Le président Tebboune a également indiqué qu’il avait parlé avec son homologue français, Emmanuel Macron, de « l’ouverture d’une nouvelle page », rappelant que « la célèbre citation du défunt président Houari Boumédiène : +Nous tournons la page mais ne la déchirons pas+ reste valable ».
L’accord de 1968
Le chef de l’Etat a été également questionné sur l’accord de 1968 que la France veut reviser ou annuler. « Cet accord de 1968 est un épouvantail », a répondu le président Tebboune. « L’accord de 1968 est venu pour restreindre les Accords d’Evian qui ont institué la libre circulation des personnes entre les deux pays. Les Européens sont partis, la France a exprimé ensuite son désir de stopper le flux migratoire, nous avons dit d’accord. Il y a eu une révision en 1985, puis en 1995 et en 2001. Son contenu a été vidé. Il est devenu un slogan politique qui est fait pour réunir leurs extrêmes », a-t-il déclaré.
« C’est une coquille vide. C’est un slogan politique qui est fait pour réunir leurs extrêmes. C’est l’étendard derrière lequel marche l’armée des extrêmistes », a-t-il déclaré. « Ils sont en train de raconter des histoires au peuple français. Les accords de 1968 n’influent en rien ni sur la qualité de l’immigration ni sur la sécurité de la France. Je suis affirmatif. Et 65% des français n’ont rien à avoir avec ça. C’est une minorité haineuse qui cultive la haine et qui veut salir l’Algérie, mais il n’arriveront pas », a-t-il ajouté.
« Cette minorité raciste oublie une chose, c’est 60% de la communauté nationale en France ont la double nationalité », a-t-il dit, dénonçant « les mensonges fabriqués pour semer la haine dans les cœurs des autres Français envers l’Algérie ». Il a également rappelé que l’Algérie « recherche toujours la coexistence pacifique avec tous, mais pas au prix de sa dignité et de son histoire ».
Pour le président Tebboune « les choses sérieuses » sont que les français viennent nettoyer les sites où ils ont effectué des essais nucléaires dans le sud algérien où des gens meurent encore à cause de ses essais.
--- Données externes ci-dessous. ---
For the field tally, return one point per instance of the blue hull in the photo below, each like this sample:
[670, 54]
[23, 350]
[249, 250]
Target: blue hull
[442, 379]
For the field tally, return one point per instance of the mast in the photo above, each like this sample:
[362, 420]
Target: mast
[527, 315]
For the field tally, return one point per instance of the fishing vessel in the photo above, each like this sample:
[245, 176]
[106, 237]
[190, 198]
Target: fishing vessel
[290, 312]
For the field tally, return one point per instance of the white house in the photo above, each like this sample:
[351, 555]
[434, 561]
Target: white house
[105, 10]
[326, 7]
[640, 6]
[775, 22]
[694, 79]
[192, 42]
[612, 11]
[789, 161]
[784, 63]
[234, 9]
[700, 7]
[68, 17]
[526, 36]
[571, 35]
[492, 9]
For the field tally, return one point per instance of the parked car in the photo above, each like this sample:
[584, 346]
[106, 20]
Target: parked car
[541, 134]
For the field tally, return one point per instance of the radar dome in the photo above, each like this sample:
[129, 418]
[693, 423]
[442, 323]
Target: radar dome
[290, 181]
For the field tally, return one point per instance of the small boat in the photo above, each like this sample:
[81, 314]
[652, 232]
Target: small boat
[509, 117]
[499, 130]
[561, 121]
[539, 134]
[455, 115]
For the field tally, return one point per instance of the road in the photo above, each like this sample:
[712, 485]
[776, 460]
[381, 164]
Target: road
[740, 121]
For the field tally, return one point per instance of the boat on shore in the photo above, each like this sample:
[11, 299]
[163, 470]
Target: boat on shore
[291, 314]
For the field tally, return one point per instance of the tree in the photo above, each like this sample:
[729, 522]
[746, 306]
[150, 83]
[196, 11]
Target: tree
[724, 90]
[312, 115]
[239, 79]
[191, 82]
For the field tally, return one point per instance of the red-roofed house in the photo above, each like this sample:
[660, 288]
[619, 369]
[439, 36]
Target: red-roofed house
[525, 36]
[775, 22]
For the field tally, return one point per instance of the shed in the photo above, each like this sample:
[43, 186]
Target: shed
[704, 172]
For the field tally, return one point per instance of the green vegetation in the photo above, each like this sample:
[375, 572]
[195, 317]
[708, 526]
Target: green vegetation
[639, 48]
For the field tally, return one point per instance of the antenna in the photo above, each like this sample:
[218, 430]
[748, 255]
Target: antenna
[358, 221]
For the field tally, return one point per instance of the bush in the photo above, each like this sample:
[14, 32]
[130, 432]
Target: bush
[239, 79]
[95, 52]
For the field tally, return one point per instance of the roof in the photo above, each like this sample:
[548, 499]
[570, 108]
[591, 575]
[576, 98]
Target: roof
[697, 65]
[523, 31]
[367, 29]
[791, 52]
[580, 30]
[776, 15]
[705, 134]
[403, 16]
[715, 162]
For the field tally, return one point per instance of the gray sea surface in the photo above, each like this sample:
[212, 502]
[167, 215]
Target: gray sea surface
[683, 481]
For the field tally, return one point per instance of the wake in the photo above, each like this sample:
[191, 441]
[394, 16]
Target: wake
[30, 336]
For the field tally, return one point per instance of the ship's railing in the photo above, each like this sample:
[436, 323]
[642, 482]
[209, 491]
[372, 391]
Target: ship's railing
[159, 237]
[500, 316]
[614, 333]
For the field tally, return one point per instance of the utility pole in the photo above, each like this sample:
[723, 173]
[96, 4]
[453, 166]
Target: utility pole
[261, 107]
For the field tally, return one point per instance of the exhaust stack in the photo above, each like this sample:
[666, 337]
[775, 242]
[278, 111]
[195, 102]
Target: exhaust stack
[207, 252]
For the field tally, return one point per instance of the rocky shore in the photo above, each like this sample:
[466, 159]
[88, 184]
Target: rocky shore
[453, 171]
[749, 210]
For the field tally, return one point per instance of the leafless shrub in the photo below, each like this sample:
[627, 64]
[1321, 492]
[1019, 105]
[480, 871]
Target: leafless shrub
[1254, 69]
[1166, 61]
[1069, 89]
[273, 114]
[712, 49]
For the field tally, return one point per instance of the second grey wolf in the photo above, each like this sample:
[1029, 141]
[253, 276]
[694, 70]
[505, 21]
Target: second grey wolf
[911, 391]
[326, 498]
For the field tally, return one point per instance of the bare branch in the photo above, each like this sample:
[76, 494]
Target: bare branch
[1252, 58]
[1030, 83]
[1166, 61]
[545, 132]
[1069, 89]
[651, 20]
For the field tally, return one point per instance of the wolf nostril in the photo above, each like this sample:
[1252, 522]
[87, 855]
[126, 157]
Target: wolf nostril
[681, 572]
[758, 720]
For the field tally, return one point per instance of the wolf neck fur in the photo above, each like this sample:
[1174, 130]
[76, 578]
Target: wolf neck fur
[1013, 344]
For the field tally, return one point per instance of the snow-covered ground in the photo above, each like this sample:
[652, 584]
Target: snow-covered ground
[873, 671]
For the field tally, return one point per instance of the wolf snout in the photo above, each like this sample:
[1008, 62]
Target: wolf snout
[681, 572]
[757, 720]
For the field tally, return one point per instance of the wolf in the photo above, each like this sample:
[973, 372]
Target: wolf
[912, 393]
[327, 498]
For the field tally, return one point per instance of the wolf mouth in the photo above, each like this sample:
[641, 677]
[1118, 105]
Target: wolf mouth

« Si vous voulez aborder les sujets sérieux, venez nettoyer les sites où vous avez effectué des expériences nucléaires. Il y a encore des gens qui meurent et d’autres sont impactés. Vous êtes devenus une puissance nucléaire et nous, nous avons eu les maladies. Venez nettoyer Oued Namous, où vous avez développé vos armes chimiques. Jusqu’à présent nos moutons, nos chameaux meurent après avoir mangé de l’herbe contaminée. C’est cela la vraie question. Elle ne réside pas dans un faux débat sur l’accord de 1968 », a-t-il dit, soulignant qu’il n’y a pas de nouveau concernant le dossier des essais nucléaires français en Algérie.
Sahara occidental
D’autre part, le président Tebboune a souligné que la reconnaissance par la France de ce qu’on appelle « le plan d’autonomie » comme base unique pour résoudre le conflit du Sahara occidental dans le cadre de « la souveraineté marocaine supposée » va à l’encontre du respect du droit international et du Conseil de sécurité des Nations unies dont la France est l’un des membres permanents.
À cet égard, il a estimé que « l’annonce publique de l’approbation de +l’autonomie+ alors que la question du Sahara occidental est encore devant le Comité de décolonisation du Conseil de sécurité, dont la France est un membre, reflète une politique de deux poids deux mesures ».
Le président Tebboune a déclaré que le soutien de la France au Makhzen pour s’emparer du Sahara occidental « n’est pas nouveau, et même l’idée du soi-disant +plan d’autonomie+ est française et pas marocaine ».
Il a, par ailleurs, fait observer que la décision du retrait de l’ambassadeur d’Algérie à Paris n’a aucune relation avec la visite qui était programmée en France, réaffirmant que l’Algérie « n’ira pas à Canossa ».